The Grand Lodge of Massachusetts has created guidelines for its members concerning postings on social media like Facebook and Twitter. While this is an attempt to interject common sense into the postings of Masons (which we know isn't common at all), I'm not certain I am crazy about codifying such rules. In any case, here they are for your perusal.
Social Media Code of Conduct for Massachusetts Freemasons



A Mason should conduct his Social Media activities in a way that reflects his membership in the Craft.


He should act in a way that presents a positive image of his membership in Freemasonry to the world.


As a Mason, he must be aware that his postings are a permanent record; therefore, his conduct may


influence the world with a positive or a negative opinion about him personally and also about any organizations to which he belongs.


His actions on the various Social Media outlets should reflect the highest standards of morality and integrity he would practice within the Lodge.


To ensure our fraternity represents itself to the high standards we believe in, we must regulate our actions through Brother-to-Brother intervention. As a Mason, you should advise a Brother if you feel that what he has posted is improper within the framework of our Grand Constitutions, rules, regulations, and edicts.


Do not identify any Freemason as a member of the Craft unless he has provided his consent, or has already identified himself as such.


Lodge notices, and information contained within Lodge notices beyond the time and place of meeting, should not be discussed.


There should never be discussion related to the application, background or investigation of an applicant.

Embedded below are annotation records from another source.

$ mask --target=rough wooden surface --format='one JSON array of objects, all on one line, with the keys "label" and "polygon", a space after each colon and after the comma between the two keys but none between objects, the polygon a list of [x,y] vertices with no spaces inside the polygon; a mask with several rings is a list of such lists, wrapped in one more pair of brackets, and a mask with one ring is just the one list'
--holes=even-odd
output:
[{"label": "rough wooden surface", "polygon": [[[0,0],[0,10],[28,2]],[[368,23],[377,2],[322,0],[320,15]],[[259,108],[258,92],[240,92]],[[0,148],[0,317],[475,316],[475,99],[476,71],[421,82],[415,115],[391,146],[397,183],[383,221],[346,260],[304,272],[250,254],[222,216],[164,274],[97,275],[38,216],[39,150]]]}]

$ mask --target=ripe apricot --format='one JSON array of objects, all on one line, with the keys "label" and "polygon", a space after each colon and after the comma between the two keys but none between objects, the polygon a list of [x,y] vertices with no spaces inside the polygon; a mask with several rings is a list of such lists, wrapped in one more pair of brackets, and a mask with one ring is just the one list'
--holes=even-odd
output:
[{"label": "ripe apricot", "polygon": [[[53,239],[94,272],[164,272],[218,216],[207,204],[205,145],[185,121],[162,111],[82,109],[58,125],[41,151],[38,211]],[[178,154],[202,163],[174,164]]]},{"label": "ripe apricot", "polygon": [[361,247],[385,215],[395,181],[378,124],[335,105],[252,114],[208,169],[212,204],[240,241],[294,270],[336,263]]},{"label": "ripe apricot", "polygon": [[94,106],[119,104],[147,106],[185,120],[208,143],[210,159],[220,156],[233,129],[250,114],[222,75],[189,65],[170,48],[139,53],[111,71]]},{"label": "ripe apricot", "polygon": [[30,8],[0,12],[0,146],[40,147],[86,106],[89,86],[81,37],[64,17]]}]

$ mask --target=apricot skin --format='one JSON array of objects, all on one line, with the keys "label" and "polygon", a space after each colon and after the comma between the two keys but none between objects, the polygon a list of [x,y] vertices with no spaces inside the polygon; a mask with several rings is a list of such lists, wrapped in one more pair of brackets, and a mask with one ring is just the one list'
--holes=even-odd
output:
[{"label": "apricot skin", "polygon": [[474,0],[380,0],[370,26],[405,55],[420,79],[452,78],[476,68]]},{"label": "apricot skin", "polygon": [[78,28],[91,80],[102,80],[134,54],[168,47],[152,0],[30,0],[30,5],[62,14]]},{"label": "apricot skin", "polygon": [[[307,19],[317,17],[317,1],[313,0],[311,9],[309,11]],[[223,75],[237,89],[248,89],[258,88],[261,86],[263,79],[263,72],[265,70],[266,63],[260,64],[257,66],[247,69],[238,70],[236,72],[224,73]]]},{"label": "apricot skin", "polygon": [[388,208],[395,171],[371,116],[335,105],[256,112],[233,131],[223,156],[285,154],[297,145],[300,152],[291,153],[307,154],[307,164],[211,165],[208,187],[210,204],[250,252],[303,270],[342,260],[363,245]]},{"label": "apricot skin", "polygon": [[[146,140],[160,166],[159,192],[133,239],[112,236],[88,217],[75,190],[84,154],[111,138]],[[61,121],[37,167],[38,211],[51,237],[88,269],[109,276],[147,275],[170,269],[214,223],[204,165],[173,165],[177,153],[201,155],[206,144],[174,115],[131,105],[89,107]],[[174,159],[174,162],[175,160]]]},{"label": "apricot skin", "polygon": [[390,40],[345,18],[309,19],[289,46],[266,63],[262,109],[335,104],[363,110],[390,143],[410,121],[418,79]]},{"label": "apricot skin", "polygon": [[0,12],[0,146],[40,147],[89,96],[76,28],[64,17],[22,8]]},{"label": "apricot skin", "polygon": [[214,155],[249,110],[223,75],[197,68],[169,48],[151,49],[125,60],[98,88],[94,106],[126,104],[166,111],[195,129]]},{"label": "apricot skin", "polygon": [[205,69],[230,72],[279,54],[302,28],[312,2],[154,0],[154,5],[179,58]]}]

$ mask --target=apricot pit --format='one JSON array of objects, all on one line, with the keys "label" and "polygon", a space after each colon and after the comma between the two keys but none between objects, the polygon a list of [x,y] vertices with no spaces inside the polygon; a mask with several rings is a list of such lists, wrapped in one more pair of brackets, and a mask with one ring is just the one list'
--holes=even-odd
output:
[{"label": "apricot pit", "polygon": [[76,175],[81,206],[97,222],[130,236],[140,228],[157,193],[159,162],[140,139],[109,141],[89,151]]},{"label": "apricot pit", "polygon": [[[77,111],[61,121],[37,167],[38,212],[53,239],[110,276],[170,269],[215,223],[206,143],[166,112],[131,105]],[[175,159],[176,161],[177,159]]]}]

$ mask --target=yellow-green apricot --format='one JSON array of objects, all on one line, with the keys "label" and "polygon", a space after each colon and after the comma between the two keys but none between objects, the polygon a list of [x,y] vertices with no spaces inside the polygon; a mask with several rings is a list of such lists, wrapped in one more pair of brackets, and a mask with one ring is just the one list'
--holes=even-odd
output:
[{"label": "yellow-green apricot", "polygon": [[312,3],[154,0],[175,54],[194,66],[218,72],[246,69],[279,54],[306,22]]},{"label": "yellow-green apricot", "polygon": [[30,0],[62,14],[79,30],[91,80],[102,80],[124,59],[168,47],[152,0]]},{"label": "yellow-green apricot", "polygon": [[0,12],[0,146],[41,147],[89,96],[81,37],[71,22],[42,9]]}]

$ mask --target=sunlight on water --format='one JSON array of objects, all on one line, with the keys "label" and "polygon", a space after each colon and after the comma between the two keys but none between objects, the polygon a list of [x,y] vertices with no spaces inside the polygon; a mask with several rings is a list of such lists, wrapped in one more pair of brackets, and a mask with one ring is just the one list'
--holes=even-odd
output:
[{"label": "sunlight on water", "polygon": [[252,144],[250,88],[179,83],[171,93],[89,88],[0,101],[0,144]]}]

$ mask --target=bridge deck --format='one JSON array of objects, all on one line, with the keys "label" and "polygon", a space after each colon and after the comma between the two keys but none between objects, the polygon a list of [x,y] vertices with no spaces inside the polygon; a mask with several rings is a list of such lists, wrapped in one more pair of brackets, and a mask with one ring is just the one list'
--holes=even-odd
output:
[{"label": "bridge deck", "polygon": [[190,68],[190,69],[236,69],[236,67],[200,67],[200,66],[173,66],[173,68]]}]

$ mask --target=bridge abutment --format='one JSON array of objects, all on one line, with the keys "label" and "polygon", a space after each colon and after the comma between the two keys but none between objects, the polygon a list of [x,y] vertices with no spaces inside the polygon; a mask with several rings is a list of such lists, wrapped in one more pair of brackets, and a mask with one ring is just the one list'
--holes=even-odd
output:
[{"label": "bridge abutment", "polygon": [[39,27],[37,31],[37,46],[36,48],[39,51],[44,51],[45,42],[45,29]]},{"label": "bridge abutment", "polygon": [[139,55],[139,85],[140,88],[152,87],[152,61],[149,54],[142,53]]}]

There should never be discussion regarding the ballot of an applicant.


There should never be discussion related to the business of a Lodge and what is discussed within our tyled doors.


The posting of pictures or videos of Lodge events must comply with the Grand Constitutions, rules, regulations, and edicts.

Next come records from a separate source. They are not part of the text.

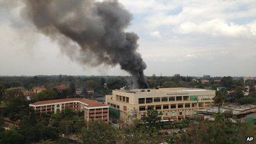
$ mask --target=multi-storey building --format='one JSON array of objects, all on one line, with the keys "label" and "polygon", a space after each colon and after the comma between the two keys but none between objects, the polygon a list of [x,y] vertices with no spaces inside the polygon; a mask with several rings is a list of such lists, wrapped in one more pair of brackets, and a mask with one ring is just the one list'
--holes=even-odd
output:
[{"label": "multi-storey building", "polygon": [[86,98],[66,98],[39,101],[29,105],[36,113],[56,113],[66,108],[84,111],[84,120],[88,122],[96,119],[109,121],[109,106]]},{"label": "multi-storey building", "polygon": [[179,120],[210,106],[215,96],[215,90],[186,88],[114,90],[105,103],[119,110],[124,122],[142,118],[148,109],[162,112],[163,120]]}]

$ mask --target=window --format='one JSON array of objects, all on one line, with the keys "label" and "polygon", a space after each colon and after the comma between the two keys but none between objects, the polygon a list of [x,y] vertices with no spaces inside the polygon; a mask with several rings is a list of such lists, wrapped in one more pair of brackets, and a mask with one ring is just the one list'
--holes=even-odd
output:
[{"label": "window", "polygon": [[146,98],[146,103],[153,103],[153,98]]},{"label": "window", "polygon": [[182,115],[182,111],[179,111],[179,115]]},{"label": "window", "polygon": [[168,97],[162,97],[162,102],[168,102]]},{"label": "window", "polygon": [[163,105],[163,109],[169,109],[169,105],[168,104],[164,104]]},{"label": "window", "polygon": [[154,102],[159,102],[160,100],[160,97],[154,98]]},{"label": "window", "polygon": [[124,105],[124,111],[127,111],[127,106]]},{"label": "window", "polygon": [[185,104],[185,108],[188,108],[190,107],[190,104],[188,103],[188,104]]},{"label": "window", "polygon": [[152,110],[152,109],[154,109],[154,105],[148,105],[147,106],[147,109],[148,110]]},{"label": "window", "polygon": [[170,109],[176,109],[176,105],[175,104],[171,104],[170,105]]},{"label": "window", "polygon": [[184,96],[183,100],[189,100],[189,96]]},{"label": "window", "polygon": [[175,101],[175,97],[169,97],[169,101]]},{"label": "window", "polygon": [[158,109],[161,109],[161,105],[156,105],[156,109],[158,110]]},{"label": "window", "polygon": [[199,107],[202,107],[202,106],[204,106],[204,103],[200,103],[199,104]]},{"label": "window", "polygon": [[183,108],[183,104],[178,104],[178,108]]},{"label": "window", "polygon": [[146,110],[146,106],[140,106],[139,107],[139,110],[140,111],[145,111]]},{"label": "window", "polygon": [[139,98],[138,99],[139,104],[145,104],[145,98]]},{"label": "window", "polygon": [[182,97],[176,97],[176,100],[182,100]]},{"label": "window", "polygon": [[196,107],[196,103],[192,103],[192,108]]}]

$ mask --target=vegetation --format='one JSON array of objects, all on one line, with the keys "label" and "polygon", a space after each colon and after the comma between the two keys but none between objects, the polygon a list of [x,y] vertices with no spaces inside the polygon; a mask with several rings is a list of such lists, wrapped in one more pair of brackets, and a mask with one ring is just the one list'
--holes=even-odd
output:
[{"label": "vegetation", "polygon": [[[203,83],[202,79],[209,82]],[[225,87],[216,91],[214,98],[215,104],[219,109],[224,103],[256,103],[256,91],[253,87],[256,84],[255,80],[244,82],[240,78],[213,78],[208,75],[198,79],[178,74],[173,77],[153,75],[147,77],[147,79],[151,88],[185,87],[216,90]],[[215,82],[216,79],[221,79],[221,82]],[[67,86],[63,92],[55,88],[61,84]],[[60,113],[39,115],[28,106],[38,100],[100,98],[111,93],[113,89],[130,88],[132,86],[130,77],[60,75],[0,77],[0,143],[243,143],[247,136],[255,136],[253,124],[241,122],[231,118],[228,113],[216,114],[213,121],[205,120],[191,122],[184,120],[163,123],[160,121],[161,113],[149,110],[141,120],[117,129],[101,121],[85,122],[83,111],[67,109]],[[30,100],[26,100],[21,90],[31,90],[34,87],[44,87],[47,90],[31,96]],[[82,94],[76,94],[77,88],[82,89]],[[87,89],[93,89],[95,93],[88,94]],[[17,126],[10,130],[4,130],[6,119]],[[184,132],[168,135],[161,133],[161,130],[182,130],[185,127],[185,134]]]}]

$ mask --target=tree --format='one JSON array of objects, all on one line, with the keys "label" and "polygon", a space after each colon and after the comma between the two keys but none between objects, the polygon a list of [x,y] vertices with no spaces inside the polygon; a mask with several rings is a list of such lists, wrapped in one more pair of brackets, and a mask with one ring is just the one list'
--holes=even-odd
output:
[{"label": "tree", "polygon": [[6,89],[2,85],[0,85],[0,104],[3,99],[3,96],[6,94]]},{"label": "tree", "polygon": [[58,97],[58,93],[54,89],[47,89],[41,93],[36,94],[31,97],[31,100],[37,102],[40,100],[46,100],[56,99]]},{"label": "tree", "polygon": [[234,81],[233,78],[231,76],[223,77],[222,78],[221,78],[221,83],[223,87],[226,87],[228,89],[230,89],[233,87]]},{"label": "tree", "polygon": [[14,130],[3,131],[0,134],[0,143],[22,143],[24,137]]},{"label": "tree", "polygon": [[6,94],[4,95],[4,99],[8,100],[14,97],[20,97],[25,99],[25,95],[22,92],[23,88],[22,87],[10,88],[6,90]]},{"label": "tree", "polygon": [[74,94],[76,93],[76,84],[74,83],[70,83],[70,89],[71,94]]},{"label": "tree", "polygon": [[172,81],[175,82],[175,83],[178,83],[179,81],[180,81],[180,74],[175,74],[172,77]]},{"label": "tree", "polygon": [[166,81],[163,83],[163,87],[164,88],[176,88],[176,87],[178,87],[178,86],[174,82]]},{"label": "tree", "polygon": [[233,122],[225,114],[216,114],[215,121],[202,121],[189,127],[179,143],[244,143],[247,136],[255,137],[255,126],[236,121]]},{"label": "tree", "polygon": [[256,98],[252,97],[247,97],[244,98],[239,98],[238,100],[238,103],[241,104],[252,104],[253,103],[256,102]]},{"label": "tree", "polygon": [[141,120],[135,120],[123,127],[122,143],[159,143],[161,141],[159,130],[163,124],[161,121],[161,113],[155,110],[149,110]]},{"label": "tree", "polygon": [[215,97],[214,98],[214,104],[218,107],[218,113],[220,113],[220,109],[224,104],[225,97],[220,91],[216,91]]},{"label": "tree", "polygon": [[116,130],[103,121],[94,121],[87,124],[81,139],[85,143],[115,143]]}]

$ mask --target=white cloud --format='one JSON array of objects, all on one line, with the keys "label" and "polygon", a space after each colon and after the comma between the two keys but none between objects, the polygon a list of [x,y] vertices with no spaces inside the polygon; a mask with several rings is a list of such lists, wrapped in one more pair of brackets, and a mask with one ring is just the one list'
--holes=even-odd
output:
[{"label": "white cloud", "polygon": [[159,38],[162,37],[162,35],[160,35],[160,32],[159,31],[154,31],[150,32],[150,35],[154,38]]},{"label": "white cloud", "polygon": [[182,34],[201,33],[212,36],[226,36],[233,38],[251,37],[256,35],[256,21],[245,25],[228,23],[223,19],[216,19],[195,24],[190,22],[182,23],[174,29]]}]

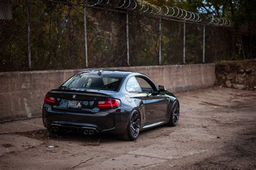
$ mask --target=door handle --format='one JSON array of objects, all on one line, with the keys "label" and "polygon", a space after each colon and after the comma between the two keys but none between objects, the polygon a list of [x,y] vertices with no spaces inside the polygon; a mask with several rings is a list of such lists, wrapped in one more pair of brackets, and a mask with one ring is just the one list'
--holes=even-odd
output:
[{"label": "door handle", "polygon": [[147,94],[147,95],[146,95],[146,97],[148,98],[149,98],[150,97],[151,97],[151,94]]}]

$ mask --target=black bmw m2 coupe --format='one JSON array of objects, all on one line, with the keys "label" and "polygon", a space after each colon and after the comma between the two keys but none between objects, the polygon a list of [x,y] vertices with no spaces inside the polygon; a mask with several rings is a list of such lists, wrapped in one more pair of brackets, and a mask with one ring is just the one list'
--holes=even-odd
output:
[{"label": "black bmw m2 coupe", "polygon": [[44,125],[53,133],[111,133],[134,140],[140,131],[179,122],[179,103],[163,86],[138,72],[85,70],[46,94]]}]

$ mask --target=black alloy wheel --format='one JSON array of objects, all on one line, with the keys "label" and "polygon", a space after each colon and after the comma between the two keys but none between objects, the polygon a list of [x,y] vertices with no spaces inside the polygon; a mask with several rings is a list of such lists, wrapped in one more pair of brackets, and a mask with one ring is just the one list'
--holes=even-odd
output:
[{"label": "black alloy wheel", "polygon": [[136,140],[140,128],[140,115],[137,111],[134,111],[131,116],[125,133],[119,135],[121,140],[132,141]]},{"label": "black alloy wheel", "polygon": [[179,123],[179,105],[177,101],[174,101],[171,111],[169,122],[167,125],[170,126],[176,126]]}]

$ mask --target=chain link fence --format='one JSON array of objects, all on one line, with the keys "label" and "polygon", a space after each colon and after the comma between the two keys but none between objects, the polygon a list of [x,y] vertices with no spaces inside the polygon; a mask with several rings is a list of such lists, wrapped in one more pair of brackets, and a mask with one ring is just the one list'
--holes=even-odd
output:
[{"label": "chain link fence", "polygon": [[255,50],[232,28],[84,4],[0,1],[0,71],[211,63]]}]

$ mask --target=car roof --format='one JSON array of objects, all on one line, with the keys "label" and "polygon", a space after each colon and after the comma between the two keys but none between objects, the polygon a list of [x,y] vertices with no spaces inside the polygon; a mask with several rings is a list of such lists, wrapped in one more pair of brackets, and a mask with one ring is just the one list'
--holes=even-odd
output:
[{"label": "car roof", "polygon": [[91,75],[102,75],[107,76],[111,77],[123,77],[125,76],[127,76],[132,73],[140,73],[133,72],[131,71],[125,71],[125,70],[106,70],[106,69],[93,69],[93,70],[86,70],[82,71],[80,71],[77,73],[77,74],[89,74]]}]

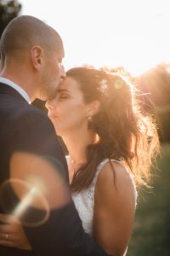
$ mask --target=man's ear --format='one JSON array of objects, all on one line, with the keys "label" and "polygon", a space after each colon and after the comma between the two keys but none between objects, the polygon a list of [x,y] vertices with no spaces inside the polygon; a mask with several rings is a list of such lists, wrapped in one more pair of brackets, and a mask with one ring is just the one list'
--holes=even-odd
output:
[{"label": "man's ear", "polygon": [[31,59],[33,67],[40,69],[43,60],[43,49],[39,45],[34,45],[31,49]]},{"label": "man's ear", "polygon": [[100,109],[100,102],[99,101],[94,101],[88,104],[88,116],[95,115]]}]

Information about Lodge or District social activities must comply with the regulations already in place for Lodge Notices (for example, no reference to alcohol or games of chance).

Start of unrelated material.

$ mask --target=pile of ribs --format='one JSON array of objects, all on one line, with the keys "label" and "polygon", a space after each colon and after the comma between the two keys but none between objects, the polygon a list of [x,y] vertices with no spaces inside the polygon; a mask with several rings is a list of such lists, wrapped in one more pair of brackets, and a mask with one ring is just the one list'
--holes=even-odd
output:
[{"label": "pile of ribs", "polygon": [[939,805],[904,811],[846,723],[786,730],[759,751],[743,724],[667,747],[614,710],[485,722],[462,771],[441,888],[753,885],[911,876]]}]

The posting of social activities of a Lodge or District should comply with the regulation standards already in place for the distribution of Lodge Notices and inserts.


No official communication with other Grand Lodges or their subordinate Lodges may take place online. Contact must be conducted through the Office of the Grand Secretary.








More...


----------



## JJones (May 14, 2012)

I actually think this was a good idea, even though it -shouldn't- be necessary.

We have hundreds of Masons as friends on our lodge's Facebook and I see them posting things that really make me wonder quite often.


----------



## Mac (May 14, 2012)

Limiting a man's expression via social media is a ridiculous overstepping of the fraternity's bounds.  If a brother disagrees with another brother's views on politics, abortion, racial topics, you name it:  a codified policy would allow the offended brother to go forward with charges.  

It's a recipe for disaster.  Imagine a brother in his sixties or seventies sees a younger brother posting something about the recent gay marriage legislation in North Carolina.  If that brother has pre-formed and long-standing prejudices that aren't otherwise present in Lodge (due to lack of conversation about controversial topics), then laws regarding facebook use could become weapons.


----------